Google Gemini and Bard pass the ophthalmology exam
See how Google Gemini and Bard perform on the Ophthalmology exam. Study shows their performance in different countries and disciplines. Important insights!

Google Gemini and Bard pass the ophthalmology exam
In a study recently published in the journalEye,Researchers from Canada evaluated the performance of two artificial intelligence (AI) chatbots, Google Gemini and Bard, on the Ophthalmology Board exam.
They found that both tools achieved acceptable response accuracy and performed well in the field of ophthalmology, although there were some differences between countries.
background
AI chatbots such as ChatGPT (short for Chat-Generative Pre-Trained Transformer), Bard and Gemini are increasingly being used in the medical field. Your performance continually evolves across exams and disciplines.
While ChatGPT-3.5's accuracy was up to 64% in steps one and two of the AMBOSS and NBME (short for National Board Medical Examination) exams, newer versions such as ChatGPT-4 showed improved performance.
Google's Bard and Gemini provide answers based on diverse cultural and linguistic training and may tailor information to specific countries. However, responses vary by region and require further research to ensure consistency, particularly in medical applications where accuracy is critical to patient safety.
In the present study, researchers sought to evaluate the performance of Google Gemini and Bard using a series of practice questions designed for the Ophthalmology Board certification exam.
About the study
The performance of Google Gemini and Bard was evaluated using 150 text-based multiple-choice questions from EyeQuiz, an educational platform for medical professionals specializing in ophthalmology.
The portal provides practice questions for various exams, including the Ophthalmic Knowledge Assessment Program (OKAP), National Board exams such as the American Board of Ophthalmology (ABO) exam, and certain postgraduate exams.
Questions were manually categorized and data were collected using Bard and Gemini versions available on November 30 and December 28, 2023, respectively. Accuracy, explanation provision, response time, and question length were evaluated for both tools.
Secondary analyzes included assessing performance in countries other than the United States (US), including Vietnam, Brazil, and the Netherlands, using virtual private networks (VPNs).
Statistical tests, including chi-square and Mann-Whitney U tests, were conducted to compare the performance of different countries and chatbot models. Multivariable logistic regression was used to examine factors that influence correct responses.
Results and discussion
Bard and Gemini responded promptly and consistently to all 150 questions without experiencing high demand. In the primary analysis with the US versions, Bard took 7.1 ± 2.7 seconds to respond, while Gemini took 7.1 ± 2.8 seconds, which had a longer average response duration.
In the primary analysis using the US form of chatbots, both Bard and Gemini achieved 71% accuracy, answering 106 out of 150 questions correctly.

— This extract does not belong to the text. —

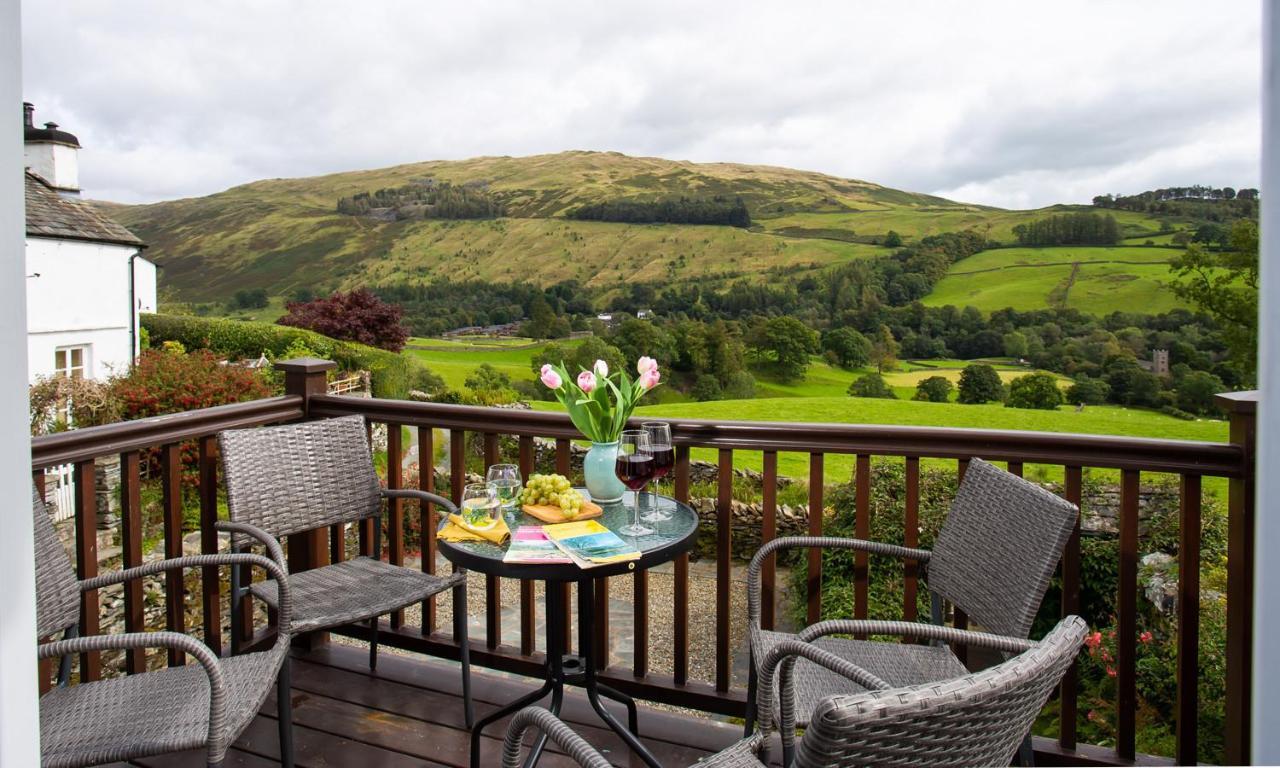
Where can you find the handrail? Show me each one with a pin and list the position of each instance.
(1221, 460)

Bard provided explanations for 86% of its answers, while Gemini provided explanations for all answers.
It was found that Bard performed best in orbital and plastic surgery, while Gemini showed superior performance in general ophthalmology, orbital and plastic surgery, glaucoma and uveitis. However, both tools struggled in the cataract and lens and refractive surgery categories.
In the secondary analysis with Bard from Vietnam, the chatbot answered 67% of the questions correctly, similar to the US version. However, using Bard from Vietnam resulted in different answer choices for 21% of questions compared to the US version.
For twins from Vietnam, 74% of the questions were answered correctly similar to the US version, although there were differences in answer selection for 15% of the questions compared to the US version. In both cases, some questions answered incorrectly by the US versions were answered correctly by the Vietnam versions and vice versa.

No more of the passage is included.